Antitrust & Competition Policy Blog

Editor: D. Daniel Sokol
University of Florida
Levin College of Law

Monday, April 22, 2013

Tacit Patent Pooling

Posted by D. Daniel Sokol

Erik N. Hovenkamp, Northwestern University Department of Economics has written on Tacit Patent Pooling.

ABSTRACT: We define tacit patent pooling as a non-contractual arrangement in which producers freely utilize one another's patented technologies without charging license fees or filing infringement claims. This differs greatly from the standard notion of (explicit) patent pooling considered in the literature, which typically involves patent holders who set license fees collectively in order to profit from the elimination of double marginalization. In particular, explicit pooling is intended to increase licensing revenues, while tacit pooling is intended to avoid licensing altogether. Tacit pooling is commonly profitable for small firms in innovative industries plagued by patent thicket problems, such as small software publishers.

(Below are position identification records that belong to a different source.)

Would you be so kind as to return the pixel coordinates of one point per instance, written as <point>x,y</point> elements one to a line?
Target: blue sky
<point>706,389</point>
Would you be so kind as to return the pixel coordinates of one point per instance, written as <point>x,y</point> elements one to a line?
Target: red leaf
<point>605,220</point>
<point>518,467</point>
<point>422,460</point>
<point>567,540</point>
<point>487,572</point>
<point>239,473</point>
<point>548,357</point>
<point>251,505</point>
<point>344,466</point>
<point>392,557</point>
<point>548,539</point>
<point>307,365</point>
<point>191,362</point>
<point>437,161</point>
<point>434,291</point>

We show that tacit pooling may be a profitable cooperation strategy in a prisoner's dilemma game whose equilibrium involves aggressive cross-licensing in the shadow of litigation, as well as costly "disguising" of potential infringements. This practice is always socially desirable, as it reduces transaction and litigation costs, and it promotes idea sharing among inventors. We analyze how various phenomena may affect the scope and stability of tacit pooling. Large patent acquisitions may in principle be welfare enhancing if they serve to facilitate tacit pooling, but these efficiencies can be offset if firms regularly invest heavily in secondhand patents. The availability of injunctive relief as an infringement remedy will tend to forestall tacit pooling arrangements in concentrated markets, as its value as an exclusionary device will commonly outweigh the gains from tacit pooling, leading firms to prefer aggressive litigation strategies. The desire to facilitate tacit pooling may incentivize acquisition of patents that are ultimately never asserted, helping to explain the "patent paradox," which questions why many firms invest heavily in patents that ostensibly yield negative returns.